かつての友は今日の他人(一)

 岳伯都は林の中を適当に歩き、大きな建物の下で腰を下ろした。白い壁にもたれかかり、息を吐いて空を見上げる――試合の喧噪を遠くに聞きながら流れていく雲を眺め、それから目を閉じると、朝から張りっぱなしだった緊張の糸がようやくほぐれていく。同時に腹が盛大に鳴り、何か食べろとせっついてくる。岳伯都はぼんやりと昨日の昼食と、観覧席を回って皆に軽食を渡していた緑色の校服の子どもたちを思い出した。今からあの子たちを探して、余りがあれば分けてもらおうか。そう考えて立ち上がろうとしたとき、ふいに建物の中から段夫人の声が聞こえてきた。彼女はまだ怒りが収まっていないらしく、声高に訴える言葉の端々に「鍛心堂」「岳大侠」という言葉が聞こえてくる。岳伯都は近くの窓に忍び寄ると、背伸びをして中を覗き込んだ。

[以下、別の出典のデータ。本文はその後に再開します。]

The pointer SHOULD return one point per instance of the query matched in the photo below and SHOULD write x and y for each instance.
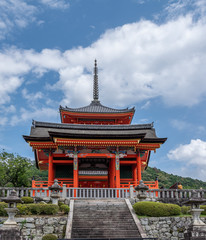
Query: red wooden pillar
(75, 171)
(112, 173)
(134, 174)
(139, 173)
(50, 169)
(117, 168)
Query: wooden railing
(43, 184)
(69, 192)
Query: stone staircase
(103, 219)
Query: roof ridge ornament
(95, 86)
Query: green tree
(14, 170)
(18, 171)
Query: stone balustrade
(152, 194)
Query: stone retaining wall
(166, 228)
(34, 228)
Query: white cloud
(146, 105)
(61, 4)
(191, 159)
(31, 96)
(180, 124)
(18, 14)
(15, 14)
(3, 121)
(137, 62)
(192, 153)
(43, 114)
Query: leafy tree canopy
(17, 171)
(166, 180)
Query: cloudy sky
(151, 54)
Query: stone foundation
(167, 228)
(34, 228)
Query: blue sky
(151, 54)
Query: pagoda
(93, 146)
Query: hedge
(64, 208)
(49, 237)
(2, 210)
(27, 200)
(203, 207)
(37, 209)
(185, 210)
(156, 209)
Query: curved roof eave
(96, 107)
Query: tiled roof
(43, 131)
(97, 107)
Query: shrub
(50, 209)
(49, 237)
(23, 209)
(60, 204)
(27, 200)
(64, 208)
(185, 210)
(203, 207)
(2, 206)
(156, 209)
(37, 209)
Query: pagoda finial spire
(95, 87)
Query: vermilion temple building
(94, 146)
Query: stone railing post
(55, 192)
(131, 191)
(141, 191)
(64, 191)
(198, 227)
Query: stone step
(103, 219)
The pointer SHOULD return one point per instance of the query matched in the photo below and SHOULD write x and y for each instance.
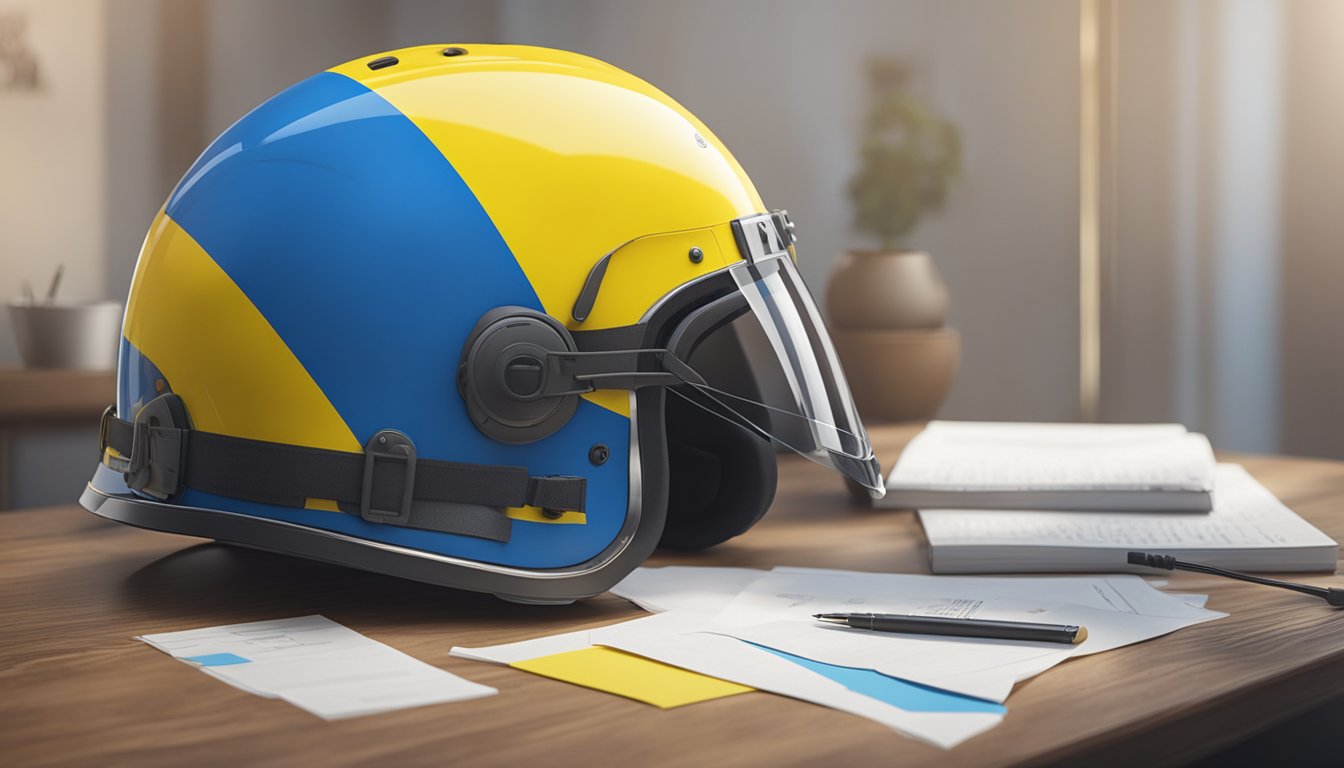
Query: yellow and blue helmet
(496, 318)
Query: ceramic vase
(887, 314)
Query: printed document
(316, 665)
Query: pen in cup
(1065, 634)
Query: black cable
(1331, 595)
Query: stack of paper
(756, 628)
(967, 464)
(1247, 530)
(317, 665)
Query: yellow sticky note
(629, 675)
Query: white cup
(67, 335)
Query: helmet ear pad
(721, 476)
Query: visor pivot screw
(600, 453)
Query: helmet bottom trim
(514, 584)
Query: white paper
(1245, 517)
(317, 665)
(686, 588)
(967, 455)
(776, 611)
(695, 643)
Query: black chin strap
(386, 483)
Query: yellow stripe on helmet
(218, 353)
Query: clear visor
(768, 363)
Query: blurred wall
(53, 159)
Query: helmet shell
(315, 275)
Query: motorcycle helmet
(496, 318)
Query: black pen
(1066, 634)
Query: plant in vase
(889, 307)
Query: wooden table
(75, 689)
(49, 398)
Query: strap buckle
(389, 445)
(157, 447)
(113, 462)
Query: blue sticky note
(217, 659)
(907, 696)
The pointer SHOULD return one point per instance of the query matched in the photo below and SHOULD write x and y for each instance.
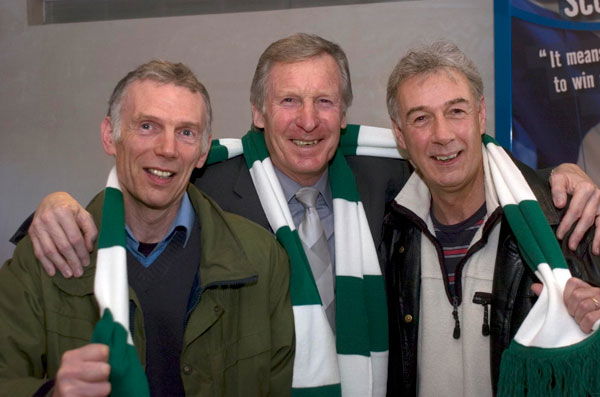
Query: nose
(308, 117)
(166, 145)
(442, 131)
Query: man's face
(161, 130)
(441, 124)
(302, 116)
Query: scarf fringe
(567, 371)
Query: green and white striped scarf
(550, 355)
(111, 289)
(354, 362)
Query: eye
(457, 112)
(419, 120)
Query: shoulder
(223, 171)
(257, 243)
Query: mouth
(159, 173)
(302, 143)
(446, 158)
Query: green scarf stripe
(374, 287)
(527, 243)
(321, 391)
(303, 289)
(217, 153)
(543, 232)
(127, 376)
(112, 232)
(349, 139)
(352, 337)
(526, 367)
(361, 323)
(344, 183)
(254, 147)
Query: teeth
(446, 158)
(162, 174)
(304, 143)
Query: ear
(106, 135)
(482, 116)
(399, 135)
(257, 117)
(204, 155)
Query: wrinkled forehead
(411, 87)
(322, 67)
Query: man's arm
(24, 356)
(63, 233)
(584, 208)
(282, 325)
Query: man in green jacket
(208, 290)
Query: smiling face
(302, 117)
(440, 126)
(160, 143)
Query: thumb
(88, 228)
(537, 288)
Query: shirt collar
(184, 220)
(290, 187)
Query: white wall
(56, 79)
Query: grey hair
(428, 59)
(295, 48)
(163, 72)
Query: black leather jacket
(511, 295)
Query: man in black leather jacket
(458, 288)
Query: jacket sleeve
(282, 325)
(582, 263)
(22, 336)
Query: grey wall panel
(56, 79)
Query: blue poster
(548, 81)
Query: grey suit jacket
(378, 179)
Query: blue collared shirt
(324, 204)
(183, 223)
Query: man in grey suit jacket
(63, 233)
(299, 95)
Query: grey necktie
(317, 251)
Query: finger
(37, 250)
(587, 219)
(587, 313)
(588, 321)
(46, 252)
(596, 241)
(558, 188)
(577, 296)
(70, 242)
(573, 212)
(89, 231)
(537, 288)
(72, 386)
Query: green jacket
(238, 339)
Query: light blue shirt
(324, 205)
(183, 223)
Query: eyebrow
(448, 103)
(187, 124)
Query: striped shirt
(455, 241)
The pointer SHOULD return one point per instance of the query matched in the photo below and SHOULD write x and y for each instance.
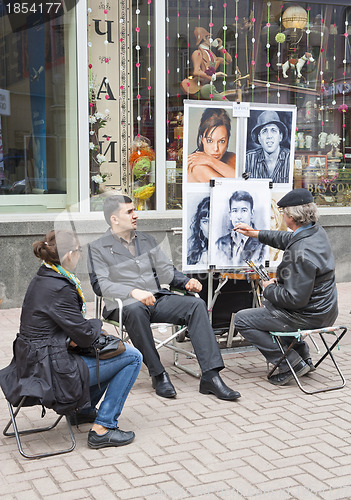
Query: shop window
(299, 56)
(38, 139)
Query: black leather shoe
(216, 386)
(163, 386)
(83, 418)
(309, 362)
(113, 437)
(283, 378)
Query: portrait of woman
(198, 240)
(211, 157)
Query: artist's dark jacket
(114, 272)
(41, 367)
(306, 279)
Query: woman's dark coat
(42, 368)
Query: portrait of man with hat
(270, 158)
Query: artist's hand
(193, 285)
(264, 284)
(246, 230)
(145, 297)
(220, 74)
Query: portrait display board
(246, 147)
(234, 201)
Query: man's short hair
(241, 196)
(113, 203)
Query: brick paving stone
(46, 486)
(25, 495)
(147, 491)
(337, 493)
(147, 480)
(100, 492)
(172, 490)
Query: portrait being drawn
(270, 144)
(196, 225)
(210, 148)
(234, 201)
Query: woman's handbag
(104, 347)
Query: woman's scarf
(73, 278)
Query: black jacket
(306, 278)
(114, 272)
(41, 367)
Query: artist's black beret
(299, 196)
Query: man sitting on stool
(304, 294)
(129, 265)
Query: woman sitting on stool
(44, 370)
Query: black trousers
(179, 310)
(255, 324)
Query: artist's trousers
(255, 324)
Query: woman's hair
(198, 242)
(302, 214)
(55, 245)
(210, 120)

 そこはだだっ広い部屋だった。正面の入口から部屋の奥までを貫くように敷物が敷かれ、その両側に低い卓が並べられていたが、それ以外には何も置かれていない。その絨毯の中ほどに段夫人と林信君りんしんくん、それに掌門の張正鵠ちょうせいこくが立っており、どうやら段夫人は鍛心堂の件を夫と掌門に訴えているらしかった。林信君は怒り心頭の妻を落ち着かせるように彼女の肩に手を添えていたが、その面持ちには同情と一緒に苛立ちが入り混じっている。

「伯父上、これではらちが明きませんわ。皆岳大侠を疑うばかりで、龍虎比武杯の本分も規則も忘れてしまっているようです」

「師伯、実は私も紫雲しうんと同じ話を何人もの方から聞いています。此度の岳伯都英雄の出陣は何かがおかしいと、誰もが感じているようです。現在は誰も過激な行動に出そうな気配はないですが、正直に申しますとこれも時間の問題かと」

 林信君が言うと、段紫雲が「そうですわ!」と賛同の声を上げた。

「今ここで手を打たないと、龍虎比武杯始まって以来の不手際として未来永劫語り継がれてしまいますわ。伯父上、どうかご決断を……」

 すると、難しい顔であごひげを撫でるばかりだった張正鵠がすっと手を挙げて段紫雲を遮った。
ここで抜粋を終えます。